Moderna’s IPO today is biggest, for a pre-revenue biotech, of all time. Expanding its offering to over 26 million shares has allowed it to raise $604m and values the messenger RNA company at more than $7.5bn – not bad for a group whose projects have barely reached the clinic.
The enlarging of the deal – the group had initially stated that it would offer just under 22 million shares – indicates strong interest from investors. The 20% drop in the share price at the end of the first day of trading, however, is a reflection of the fact that Moderna has a great deal to prove.
The $23-per-share deal might yet increase further in size. Moderna has granted the underwriters a 30-day option to purchase an additional 3.9 million shares of common stock at the IPO price, less discounts and commissions.
Moderna has been talked of as a unicorn for so long it is worth remember exactly how early in their development its products are. The group has nine active clinical trials, all in viral infections or cancers, and all phase I. One of these studies was scheduled to conclude in September and another in October, but so far no data has been forthcoming.
|Moderna's active clinical trials – all phase I|
|Status||Candidate||Conditions||N||NCT ID||Primary completion date|
|Recruiting||mRNA-4157||Solid tumours||90||NCT03313778||Sep 2019|
|Recruiting||mRNA-2416||Relapsed/refractory solid tumour malignancies or lymphoma||75||NCT03323398||Jul 2019|
|Recruiting||mRNA-1647 and mRNA-1443||Cytomegalovirus||209||NCT03382405||Feb 2020|
|Recruiting||mRNA-2752||Relapsed/refractory solid tumour malignancies or lymphoma||130||NCT03739931||Aug 2020|
|Active, not recruiting||mRNA-1325||Zika virus||90||NCT03014089||Feb 2019|
|Active, not recruiting||VAL-506440||Influenza||201||NCT03076385||Oct 2018|
|Active, not recruiting||VAL-181388||Chikungunya virus||60||NCT03325075||Mar 2019|
|Active, not recruiting||VAL-339851||Influenza||156||NCT03345043||Sep 2018|
|Active, not recruiting||mRNA-1653||Human metapneumovirus and human parainfluenza||119||NCT03392389||Jul 2019|
It is true that Moderna has partnerships with Astrazeneca, Merck & Co and Vertex, so it does have some cash trickling in. But the shareholders who’ve enabled Moderna to raise this huge haul, conferring a value of $7.5bn on the Cambridge, Massachusetts company in the process, will be waiting with ill-disguised impatience for clinical data, knowing that that will be the first clue to whether their bet has been a smart one.
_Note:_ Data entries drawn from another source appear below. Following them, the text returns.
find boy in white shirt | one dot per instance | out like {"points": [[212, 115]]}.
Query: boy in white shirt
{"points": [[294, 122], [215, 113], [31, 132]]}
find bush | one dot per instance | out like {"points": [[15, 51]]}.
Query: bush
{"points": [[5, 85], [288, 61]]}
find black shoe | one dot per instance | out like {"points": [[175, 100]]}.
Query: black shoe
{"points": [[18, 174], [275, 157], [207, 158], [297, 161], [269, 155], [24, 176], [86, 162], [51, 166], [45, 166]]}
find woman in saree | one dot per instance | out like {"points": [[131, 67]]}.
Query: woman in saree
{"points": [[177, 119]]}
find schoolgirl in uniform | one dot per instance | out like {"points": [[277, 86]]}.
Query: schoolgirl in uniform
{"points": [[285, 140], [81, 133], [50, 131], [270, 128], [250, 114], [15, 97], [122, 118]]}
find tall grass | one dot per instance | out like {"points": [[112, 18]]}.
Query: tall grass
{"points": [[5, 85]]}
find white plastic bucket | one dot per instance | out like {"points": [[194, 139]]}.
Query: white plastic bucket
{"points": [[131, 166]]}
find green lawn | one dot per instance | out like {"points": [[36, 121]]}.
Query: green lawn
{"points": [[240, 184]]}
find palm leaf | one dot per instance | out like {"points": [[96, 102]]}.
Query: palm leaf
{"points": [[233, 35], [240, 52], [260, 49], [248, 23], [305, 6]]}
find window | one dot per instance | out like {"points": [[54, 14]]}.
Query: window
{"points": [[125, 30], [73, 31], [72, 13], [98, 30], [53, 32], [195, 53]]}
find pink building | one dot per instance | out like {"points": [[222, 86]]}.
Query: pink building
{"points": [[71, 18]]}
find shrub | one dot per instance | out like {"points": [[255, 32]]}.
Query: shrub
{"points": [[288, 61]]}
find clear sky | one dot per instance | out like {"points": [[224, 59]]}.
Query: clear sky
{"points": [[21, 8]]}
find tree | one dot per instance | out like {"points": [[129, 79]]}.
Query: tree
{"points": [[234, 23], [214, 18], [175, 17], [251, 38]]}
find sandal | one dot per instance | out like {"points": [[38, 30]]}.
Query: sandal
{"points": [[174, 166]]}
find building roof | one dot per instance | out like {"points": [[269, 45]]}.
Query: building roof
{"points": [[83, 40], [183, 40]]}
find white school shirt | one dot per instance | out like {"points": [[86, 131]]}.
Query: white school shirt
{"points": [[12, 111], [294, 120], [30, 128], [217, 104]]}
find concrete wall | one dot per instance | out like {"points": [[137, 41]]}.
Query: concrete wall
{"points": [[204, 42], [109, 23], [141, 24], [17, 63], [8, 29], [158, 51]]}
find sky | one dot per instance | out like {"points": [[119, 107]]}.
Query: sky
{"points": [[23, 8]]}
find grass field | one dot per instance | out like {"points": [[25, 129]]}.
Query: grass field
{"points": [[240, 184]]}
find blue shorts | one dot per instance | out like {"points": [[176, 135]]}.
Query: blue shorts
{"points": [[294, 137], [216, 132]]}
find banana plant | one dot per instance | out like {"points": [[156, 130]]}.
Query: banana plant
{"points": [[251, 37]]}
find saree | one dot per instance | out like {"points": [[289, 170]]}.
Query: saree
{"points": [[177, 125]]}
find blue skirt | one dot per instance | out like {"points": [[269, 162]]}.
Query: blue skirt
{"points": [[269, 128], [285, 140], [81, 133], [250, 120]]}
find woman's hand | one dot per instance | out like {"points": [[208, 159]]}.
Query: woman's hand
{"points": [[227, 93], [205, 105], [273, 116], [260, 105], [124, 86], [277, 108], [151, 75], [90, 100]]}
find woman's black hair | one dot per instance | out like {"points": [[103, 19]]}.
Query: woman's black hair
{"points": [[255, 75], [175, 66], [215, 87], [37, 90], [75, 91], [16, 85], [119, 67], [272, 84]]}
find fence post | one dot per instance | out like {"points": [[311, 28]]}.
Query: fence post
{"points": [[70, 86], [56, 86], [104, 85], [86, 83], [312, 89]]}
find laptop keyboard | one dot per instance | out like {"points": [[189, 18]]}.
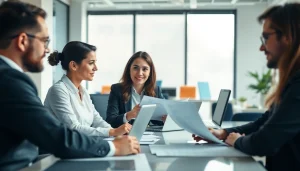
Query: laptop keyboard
{"points": [[154, 128]]}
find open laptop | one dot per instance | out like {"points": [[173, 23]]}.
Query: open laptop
{"points": [[170, 125], [142, 120], [221, 105]]}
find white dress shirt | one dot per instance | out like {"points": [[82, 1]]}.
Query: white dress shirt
{"points": [[11, 63], [135, 100], [64, 102]]}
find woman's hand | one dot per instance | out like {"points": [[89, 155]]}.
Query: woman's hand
{"points": [[133, 113], [121, 130], [232, 137]]}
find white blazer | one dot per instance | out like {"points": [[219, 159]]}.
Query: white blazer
{"points": [[64, 102]]}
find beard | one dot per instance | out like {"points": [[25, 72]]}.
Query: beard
{"points": [[272, 64], [31, 64]]}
And they won’t be waiting alone. Investors’ interest in pre-commercial companies appears to have increased sharply this year: the top four pre-revenue biotechs to go public have done so in the last five months.
|Top five IPOs of pre-revenue biotechs… ever|
|Company||Amount raised ($m)||Offering price||Date||Stock exchange|
|Moderna||604||$23||December 7, 2018||Nasdaq|
|Innovent Biologics||422||HKD13.98||October 24, 2018||Hong Kong Stock Exchange|
|Ascletis Pharma||400||HKD14||August 1, 2018||Hong Kong Stock Exchange|
|Allogene Therapeutics||373||$18||September 11, 2018||Nasdaq|
|Axovant Sciences||362||$15||June 11, 2015||Nasdaq|
The growth in mega-sized venture capital rounds means that more highly valued private companies are nearing a point where early investors want to exit, likely prompting many to look at a public float. That, combined with fears that the IPO window may be swinging shut thanks to both macroeconomic factors and a cooldown in biotech-specific enthusiasm, is speeding these big VC-backed groups into becoming publicly traded companies.
Moreover, the sector has been enjoying the biggest bull market since 2000 and investors are open to earlier-stage, higher-risk propositions. As for Innovent and Ascletis, they seized the opportunity provided by the Hong Kong exchange changing its listing rules to allow pre-profit or pre-revenue companies to float.
The poor showing Moderna made today might lead to this atmosphere starting to dissipate.